Non ama parlare dei suoi libri quando li scrive o prima della pubblicazione. E’ una cosa, dice, che lo ha accompagnato in tutta la sua carriera. Così Alessandro Baricco non svela molto del suo ultimo lavoro, del quale riusciamo a strappargli solo il titolo, “Mr. Gwyn”, che è il nome di uno scrittore inglese, protagonista di alcune vicende, che prendono forma nella città di Londra, ma che potrebbero essere ambientati ovunque. Ma Baricco è a Pordenone soprattutto per ritirare il premio “La storia in un romanzo”, voluto da Pordenonelegge, dalla manifestazione goriziana “E’ Storia” e dalla Banca Friuladria. Così lo scrittore torinese racconta il ruolo che la storia ha avuto nei suoi romanzi, precisando però che uno scrittore deve stare attento a dosare gli elementi storici all’interno di un romanzo e che quindi spesso la cosa più difficile è la scelta delle parole, del linguaggio giusto. Lo stesso Baricco sostiene che un romanzo non è migliore se al suo interno vive la Storia, però è sicuramente una componente che lo rende in un qualche modo speciale. Speciale perché diventa un modo di testimoniare il passato attraverso il presente. Un’occasione per raccontare la storia a chi ai libri di storia non è avvezzo, ma che attraverso un romanzo può entrare a contatto con la memoria.
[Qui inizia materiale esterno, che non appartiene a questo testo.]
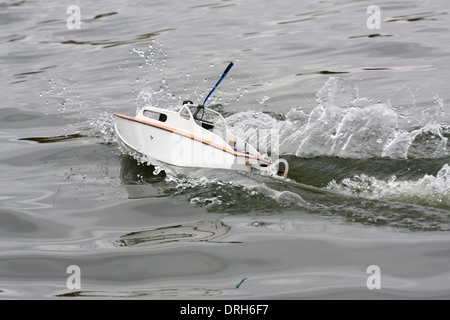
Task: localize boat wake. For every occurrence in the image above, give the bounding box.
[84,77,450,231]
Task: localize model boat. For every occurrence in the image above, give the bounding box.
[114,63,288,177]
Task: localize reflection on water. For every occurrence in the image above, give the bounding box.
[117,220,230,247]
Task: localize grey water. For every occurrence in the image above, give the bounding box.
[0,0,450,299]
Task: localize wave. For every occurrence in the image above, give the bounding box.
[326,164,450,209]
[227,77,449,159]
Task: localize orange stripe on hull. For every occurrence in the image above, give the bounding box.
[114,113,271,164]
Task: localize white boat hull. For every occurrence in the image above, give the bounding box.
[114,105,287,175]
[115,115,258,171]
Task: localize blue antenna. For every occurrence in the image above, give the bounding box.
[201,62,234,107]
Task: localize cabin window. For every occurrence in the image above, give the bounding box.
[144,110,167,122]
[180,108,191,120]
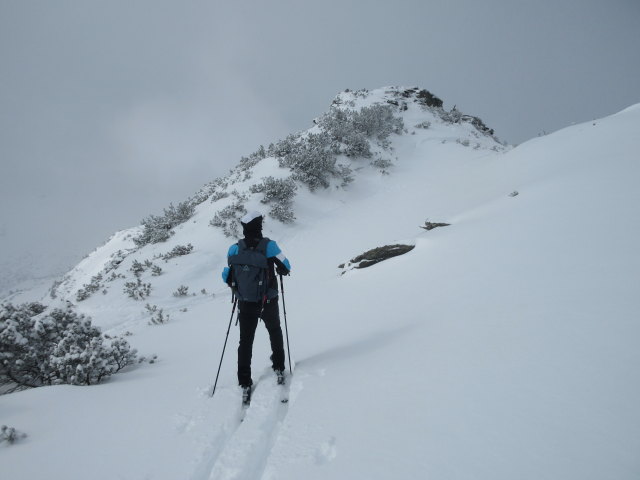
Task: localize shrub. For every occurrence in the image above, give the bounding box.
[76,273,102,302]
[209,201,247,237]
[173,285,189,297]
[124,278,151,300]
[251,177,298,223]
[145,303,169,325]
[133,201,195,247]
[160,243,193,262]
[0,425,27,445]
[0,303,136,391]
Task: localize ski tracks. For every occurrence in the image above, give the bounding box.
[199,372,299,480]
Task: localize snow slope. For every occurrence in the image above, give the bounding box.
[0,91,640,480]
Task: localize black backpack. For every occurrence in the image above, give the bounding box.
[228,238,278,302]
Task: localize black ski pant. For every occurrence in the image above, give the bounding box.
[238,297,284,387]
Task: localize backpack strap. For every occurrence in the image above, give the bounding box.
[255,237,271,257]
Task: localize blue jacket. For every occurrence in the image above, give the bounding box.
[222,240,291,284]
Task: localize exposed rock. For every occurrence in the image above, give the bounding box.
[420,222,451,230]
[338,245,415,270]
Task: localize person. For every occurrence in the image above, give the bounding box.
[222,212,291,403]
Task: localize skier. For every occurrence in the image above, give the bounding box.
[222,212,291,404]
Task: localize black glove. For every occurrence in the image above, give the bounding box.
[276,265,289,277]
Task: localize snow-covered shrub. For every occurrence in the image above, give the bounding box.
[416,90,443,108]
[267,134,300,158]
[251,177,298,223]
[76,273,102,302]
[160,243,193,262]
[317,105,404,158]
[0,425,27,445]
[278,133,348,191]
[209,201,247,237]
[173,285,189,297]
[133,201,195,247]
[0,303,136,391]
[104,250,131,274]
[124,278,151,300]
[129,260,145,277]
[371,158,393,174]
[145,303,169,325]
[211,190,229,203]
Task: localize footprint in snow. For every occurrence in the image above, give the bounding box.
[316,437,338,465]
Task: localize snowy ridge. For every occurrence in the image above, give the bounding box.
[0,89,640,480]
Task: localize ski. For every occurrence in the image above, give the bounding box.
[242,386,253,407]
[276,370,289,403]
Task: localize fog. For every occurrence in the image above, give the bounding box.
[0,0,640,290]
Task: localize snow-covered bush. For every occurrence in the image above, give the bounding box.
[76,273,102,302]
[414,120,431,130]
[317,105,404,158]
[416,90,443,108]
[209,201,247,237]
[129,260,146,277]
[133,201,195,247]
[173,285,189,297]
[0,425,27,445]
[160,243,193,262]
[124,278,151,300]
[0,303,136,391]
[251,177,298,223]
[145,303,169,325]
[371,158,393,174]
[278,133,350,191]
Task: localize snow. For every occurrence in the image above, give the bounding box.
[0,94,640,480]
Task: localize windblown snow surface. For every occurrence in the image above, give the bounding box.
[0,93,640,480]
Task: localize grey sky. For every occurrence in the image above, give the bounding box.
[0,0,640,290]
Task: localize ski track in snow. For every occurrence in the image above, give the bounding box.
[192,371,296,480]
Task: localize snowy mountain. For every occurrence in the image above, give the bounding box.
[0,88,640,480]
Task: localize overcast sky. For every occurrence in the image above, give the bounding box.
[0,0,640,290]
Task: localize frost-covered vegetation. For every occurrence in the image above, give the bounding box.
[0,303,136,392]
[127,87,499,240]
[145,303,169,325]
[133,201,196,247]
[251,177,298,223]
[124,278,151,300]
[0,425,27,445]
[160,243,193,262]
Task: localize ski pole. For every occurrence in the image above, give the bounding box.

Così Barico in un Teatro Verdi gremito di pubblico racconta le vicende della Seconda Guerra Mondiale, quelle raccontategli da suo nonno e suo padre, quelle che sono diventate le vicende del suo “Questa storia”, edito nel 2005. La disfatta di Caporetto raccontata in un romanzo, di cui l’autore in persona ha letto alcune tra le pagine più intense, che hanno ricevuto il consenso unanime del pubblico.

Nell’incontro con la stampa poi l’autore ha parlato anche della scuola Holden, da lui fondata, come di un’importante luogo per scrittori in erba e non solo, che nei prossimi anni moltiplicherà i posti disponibili e arricchirà il suo piano di studi. Insegnare la creatività è pressoché impossibile, ma come sottolinea lo stesso Baricco, la scuola offre la possibilità di imparare quelle che sono le tecniche di scrittura, consolidate negli anni, “un po’ come un cuoco, che mette si la sua creatività, ma che necessita comunque di un corso di formazione”.